Celal Nuri İleri ise Abdullah Cevdet’e göre daha “ılımlı” bir batılılaşma düşüncesi içindeydi. Ona göre medeniyetin 2 dayanağı vardı; Teknik medeniyet ve gerçek medeniyet. Teknik medeniyet, Avrupa’nın askeri gelişmişliği başta olmak üzere, ilmi ve fenni ileriliklerini kabul edip içselleştirmeye ve ülkenin yapısına uygun yöntemlerle uygulamaya dayanır.

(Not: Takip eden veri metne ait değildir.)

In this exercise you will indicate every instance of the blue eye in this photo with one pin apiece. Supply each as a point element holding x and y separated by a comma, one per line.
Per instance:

Gerçek medeniyet ise Avrupa’nın ahlaki bakış açısını da almaya dayanır; ki Celal Nuri’ye göre Hristiyan Avrupa topluluğu ahlaki bakımdan asla ileride değildir. Ona göre batıdan sadece teknik gelişmişlikler alınmalıdır. Doğu’nun gelişmiş devletleri ve Hristiyan olmayışları burada dayanak noktası olmuş, ilerlemenin yolunun Hristiyanlıktan geçmediği belirtilmiştir. Celal Nuri batı medeniyetinin ilerleme noktalarının hürriyet, demokrasi, maddi-manevi zenginlik, ilim ve ticaret olarak görmekteydi.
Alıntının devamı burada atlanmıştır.